Mon 8th – Fri 12th August 2011


Ryan Sarsfield

at 09:47 on 9th Aug 2011



It’s far from a professional production but St George’s Theatre Troupe’s production of Mary Zimmer’s adaptation of Metamorphoses is an enjoyable affair.

Particularly strong is Scott Duff’s directing. He must be applauded for his creation of atmosphere using minimal props. The creation of tempestuous waves involving the whole cast and some cleverly choreographed movement employing sheets and cloths worked really well and it was clear that the whole cast was well rehearsed in this respect.

Also notable was Evan Vihlen whose measured physicality made his Orpheus particularly strong and, despite the nervous glances, Anna Carroll Horton really took control of her roles. The troupe makes up for a minimal set with impressive costumes – with all actors playing multiple roles characterization is aided by impressive dress.

Samer Istanbouli provides a welcome source of comedy: from his drunk in the story of Midas to his Perseus (who is transported into the modern age as an over-indulged private school pupil) he never fails to prompt a laugh. Mary Zimmerman’s version of Ovid’s text is a really strong adaptation and the St George’s Drama Troupe’s decision to mix the original script with devised elements subtly added by individual cast members worked surprisingly well.

This was an opening performance and a significant proportion of the cast were visibly nervous. Whilst choreography was overall tight, there were several instances of actors stumbling with their lines. More impeding, however, was the fact that almost all members constantly broke the dramatic conceit with anxious glances to the audience, especially when off focus or in tableau.
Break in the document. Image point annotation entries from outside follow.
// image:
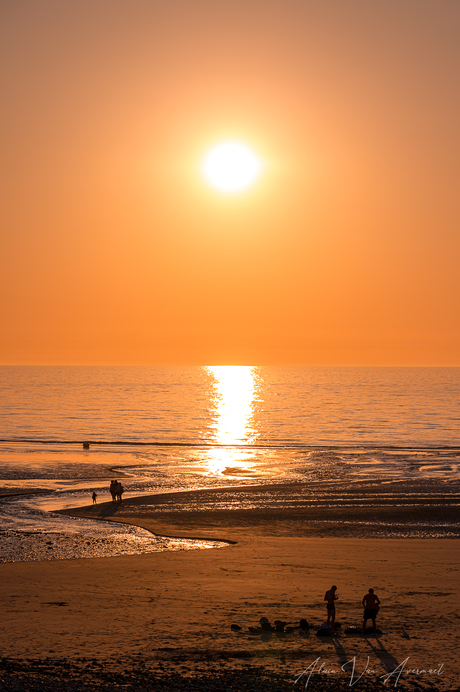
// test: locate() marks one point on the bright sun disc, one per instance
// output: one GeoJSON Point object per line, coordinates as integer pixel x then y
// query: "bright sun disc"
{"type": "Point", "coordinates": [231, 166]}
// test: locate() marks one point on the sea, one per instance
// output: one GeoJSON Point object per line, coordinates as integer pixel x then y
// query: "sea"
{"type": "Point", "coordinates": [67, 431]}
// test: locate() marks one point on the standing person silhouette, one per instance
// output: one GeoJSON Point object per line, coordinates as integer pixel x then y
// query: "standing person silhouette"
{"type": "Point", "coordinates": [330, 599]}
{"type": "Point", "coordinates": [371, 604]}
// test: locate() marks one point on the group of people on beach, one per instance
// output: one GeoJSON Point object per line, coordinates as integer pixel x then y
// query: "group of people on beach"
{"type": "Point", "coordinates": [116, 491]}
{"type": "Point", "coordinates": [370, 602]}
Metamorphoses isn’t perfect but it has a likable cast and, providing nerves are kept under control, it should develop into a competent piece of drama.


Ramin Sabi

at 13:07 on 9th Aug 2011



A production of Ovid's mammoth latin classical epic encompassing most of the body of Greek mythology is no mean feat. This American high school theatre festival production is certainly impressive in that it manages to grasp the scale and deliver some important elements of the epic with beauty and precision. While much of the structure, writing and acting leaves much to be desired, the effort of this piece ought to be admired.
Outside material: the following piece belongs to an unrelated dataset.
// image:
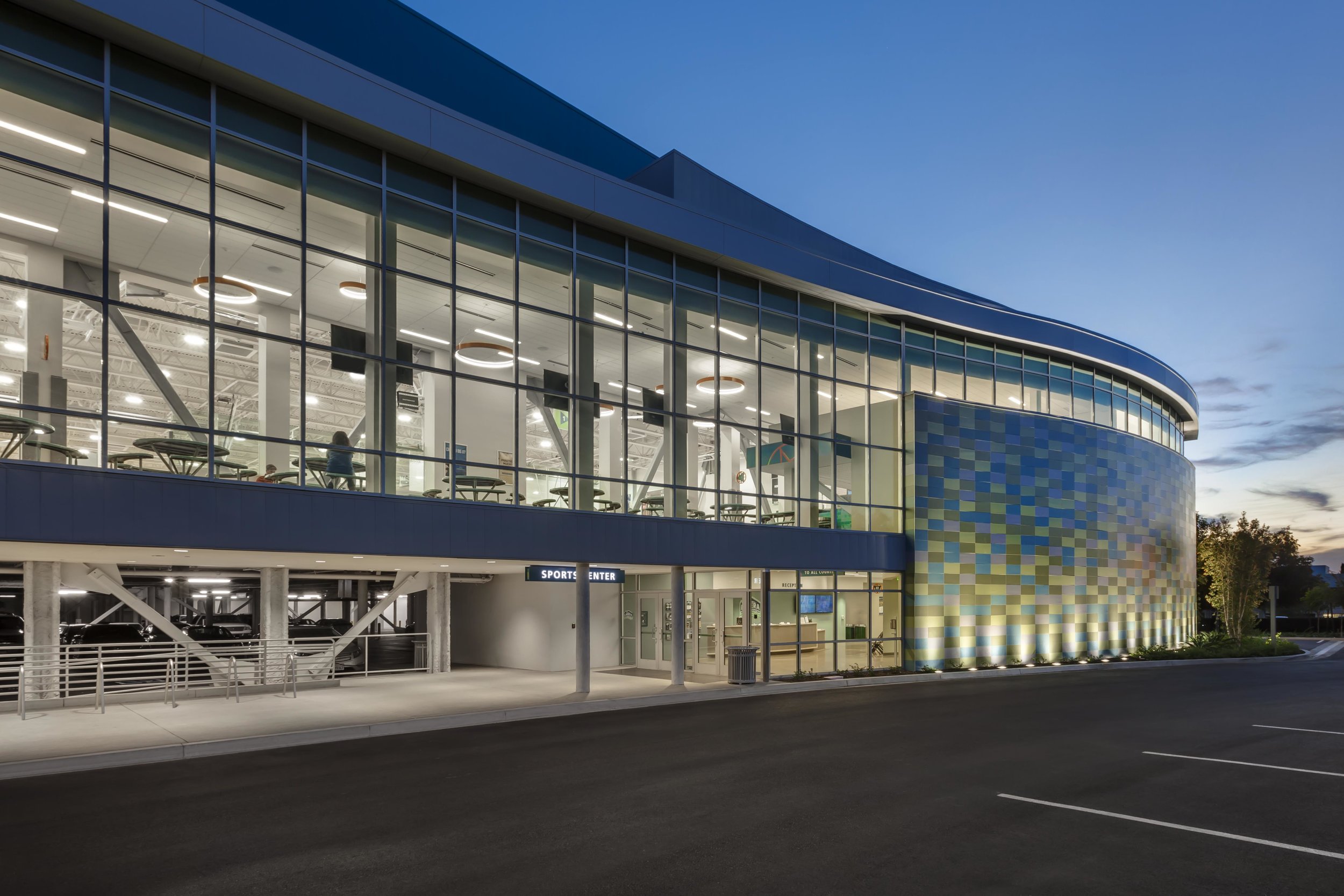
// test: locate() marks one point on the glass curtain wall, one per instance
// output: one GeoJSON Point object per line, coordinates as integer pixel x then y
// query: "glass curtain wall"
{"type": "Point", "coordinates": [194, 283]}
While there is no clear narrative concept to consistently explain why the various tales are being told, the continuing motif of the suitcase as a permanent prop is a clever and interesting interpretation of the epic as a continual journey through history, literature and the self. This prop is symptomatic of the best thing about this production - the aesthetic: a range of impressive and beautiful costumes and bits of fabric or props are used to create the large number of scenes that represent the big challenge for the director. It is not just the pieces of tangible objects that create the aesthetic, but the staging itself. The director has been very clever in utilising the actors bodies in unison with the set pieces to create most notably a corridor, a sea, a ship and much more.
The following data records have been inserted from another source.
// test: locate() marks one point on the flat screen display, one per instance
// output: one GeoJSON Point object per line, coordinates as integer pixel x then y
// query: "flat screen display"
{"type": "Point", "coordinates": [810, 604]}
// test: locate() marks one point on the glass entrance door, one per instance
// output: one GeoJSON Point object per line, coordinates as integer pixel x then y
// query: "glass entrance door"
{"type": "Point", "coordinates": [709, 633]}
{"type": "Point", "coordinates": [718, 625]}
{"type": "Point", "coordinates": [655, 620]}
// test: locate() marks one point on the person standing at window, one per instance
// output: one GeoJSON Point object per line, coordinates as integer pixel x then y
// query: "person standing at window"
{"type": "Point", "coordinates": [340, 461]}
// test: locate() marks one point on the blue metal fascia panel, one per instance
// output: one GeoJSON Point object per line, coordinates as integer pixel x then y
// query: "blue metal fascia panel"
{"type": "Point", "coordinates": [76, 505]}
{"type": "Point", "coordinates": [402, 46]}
The drama itself poses much more of a problem for this piece. There is gross incongruity between passages quoted directly from the original text translated (which can be extremely awkward as we see the school performers often don't actually understand what they are saying) and random bits of dialogue that appear to set the classical and mythological characters in a modern setting. While this would of course be a valid interpretation, the inconsistency of it makes the whole play rather odd. Most of the performances are not awful, with Joe Holley standing out as a confident Midas and Evan Vihlen standing out especially for his athletic physicality, most notably as Orpheus in possibly the best scene in the play. Regal Hewitt garners a number of laughs from the audience with his comedic and modern interpretations of a number of characters, although it is clear that comedy is being used as an escape from the serious drama some of the parts call for. First public performance nerves definitely struck quite a few members of the cast who often struggled with lines and delivery.

The didactic nature of a lot of the narration, pushing some of the outdated classical morality on a modern audience does get a bit tiring, although there is a nice justification for the whole production in one monologue that speaks of myths as public dreams.

Despite some of the flaws, most notably the woodenness of some of the acting, the power and majesty of Ovid's writing can't be sublimates and we still have moments of real emotional or narrative engagement.

Overall, the aesthetic and clever direction make these Metamorphoses an impressive school production. But it remains just that - a school production.